Glad the thread has been useful at least to you:LOL:. You can even take it over:D. And risk boring the s**t out of all the members:LOL::LOL:!
I like your idea of taking photos of my surrounding. Knowing how to post them successfully is another matter:LOL:!
 
This thread reminds me a bit of an old computer program designed to analyze the syntax of a user's input, then provide appropriate but generic psychological advice.

Example (blue type would be from the computerized psychologist):
I'm feeling kind of blue.
...Blue? Tell me more.
Just kind of a lack of energy.
...Energy sounds important to you.
It is. I'm generally a bubbly guy.
...Tell me what you mean by "bubbly."
Full of pep, playful.
...OK, that makes sense.
What do you recommend?
...I am not sure that is for me to answer...
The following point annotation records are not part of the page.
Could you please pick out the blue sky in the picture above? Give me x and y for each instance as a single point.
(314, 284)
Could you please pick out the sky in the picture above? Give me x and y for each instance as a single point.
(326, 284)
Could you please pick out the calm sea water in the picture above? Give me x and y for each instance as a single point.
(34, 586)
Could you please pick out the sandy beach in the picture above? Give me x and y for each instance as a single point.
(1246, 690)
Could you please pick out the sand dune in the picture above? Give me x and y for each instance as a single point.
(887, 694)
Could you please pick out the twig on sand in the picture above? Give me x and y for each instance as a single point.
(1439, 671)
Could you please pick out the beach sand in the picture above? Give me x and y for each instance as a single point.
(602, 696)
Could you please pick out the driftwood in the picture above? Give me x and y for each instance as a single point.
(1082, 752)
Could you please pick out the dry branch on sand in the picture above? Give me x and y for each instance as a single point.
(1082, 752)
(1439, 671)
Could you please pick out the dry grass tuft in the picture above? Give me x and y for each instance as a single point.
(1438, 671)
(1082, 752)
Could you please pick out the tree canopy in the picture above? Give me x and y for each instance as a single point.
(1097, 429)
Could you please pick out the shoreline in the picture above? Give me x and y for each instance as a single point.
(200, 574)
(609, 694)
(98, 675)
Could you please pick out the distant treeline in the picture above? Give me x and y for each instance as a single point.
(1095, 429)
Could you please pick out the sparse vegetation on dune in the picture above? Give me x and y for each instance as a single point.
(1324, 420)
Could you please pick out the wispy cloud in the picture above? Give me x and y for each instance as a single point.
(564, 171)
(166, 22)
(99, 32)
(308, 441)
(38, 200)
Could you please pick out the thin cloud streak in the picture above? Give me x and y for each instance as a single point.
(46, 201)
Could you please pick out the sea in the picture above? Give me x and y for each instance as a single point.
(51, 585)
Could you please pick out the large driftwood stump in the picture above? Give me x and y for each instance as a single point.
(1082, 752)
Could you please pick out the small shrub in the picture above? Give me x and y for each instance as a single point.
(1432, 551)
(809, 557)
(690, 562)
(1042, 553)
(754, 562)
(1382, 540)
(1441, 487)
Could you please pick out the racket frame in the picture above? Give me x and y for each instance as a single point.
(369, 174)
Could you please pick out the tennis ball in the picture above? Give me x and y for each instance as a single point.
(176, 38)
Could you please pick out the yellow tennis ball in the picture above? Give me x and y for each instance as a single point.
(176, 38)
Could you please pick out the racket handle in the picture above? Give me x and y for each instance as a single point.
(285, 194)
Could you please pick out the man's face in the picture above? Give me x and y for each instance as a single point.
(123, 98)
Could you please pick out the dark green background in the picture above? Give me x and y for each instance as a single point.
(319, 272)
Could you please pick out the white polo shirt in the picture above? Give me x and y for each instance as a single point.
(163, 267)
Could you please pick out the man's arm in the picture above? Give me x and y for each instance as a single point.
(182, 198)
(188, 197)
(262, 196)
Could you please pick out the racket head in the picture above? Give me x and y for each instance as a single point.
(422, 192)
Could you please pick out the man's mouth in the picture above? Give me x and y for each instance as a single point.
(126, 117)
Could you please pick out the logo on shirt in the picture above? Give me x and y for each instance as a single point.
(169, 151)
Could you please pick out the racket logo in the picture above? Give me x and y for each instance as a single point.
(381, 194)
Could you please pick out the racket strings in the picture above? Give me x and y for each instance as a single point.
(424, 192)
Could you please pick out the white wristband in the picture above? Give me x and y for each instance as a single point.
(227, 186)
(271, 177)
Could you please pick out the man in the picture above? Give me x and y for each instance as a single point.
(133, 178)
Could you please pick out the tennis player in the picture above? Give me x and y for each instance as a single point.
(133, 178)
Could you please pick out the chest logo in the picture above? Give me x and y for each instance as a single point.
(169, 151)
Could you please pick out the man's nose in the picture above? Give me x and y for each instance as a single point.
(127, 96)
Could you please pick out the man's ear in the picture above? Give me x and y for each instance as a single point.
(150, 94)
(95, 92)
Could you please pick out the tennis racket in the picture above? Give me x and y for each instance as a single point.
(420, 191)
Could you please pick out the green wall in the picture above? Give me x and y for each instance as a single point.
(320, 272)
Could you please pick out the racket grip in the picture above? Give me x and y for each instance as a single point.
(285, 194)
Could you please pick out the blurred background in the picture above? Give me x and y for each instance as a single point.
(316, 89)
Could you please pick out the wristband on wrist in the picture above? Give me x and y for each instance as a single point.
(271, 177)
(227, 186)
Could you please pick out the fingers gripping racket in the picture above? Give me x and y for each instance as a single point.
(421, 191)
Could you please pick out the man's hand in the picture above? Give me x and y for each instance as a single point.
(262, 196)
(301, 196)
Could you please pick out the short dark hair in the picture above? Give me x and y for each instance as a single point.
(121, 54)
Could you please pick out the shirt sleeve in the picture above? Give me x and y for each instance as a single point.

Well, I suppose I could join some groups.
..That sounds reasonable to me. What are the obstacles here?
 
Vincent ,
I 've had mild depression and you can either go with the woe is me or you can get help for it . Sorry to be tough love but it is what it is . People have given you lot's of suggestions but I think you are not ready to get out of it .
 
There are anti-depression medicines, and Americans may use these more than people elsewhere.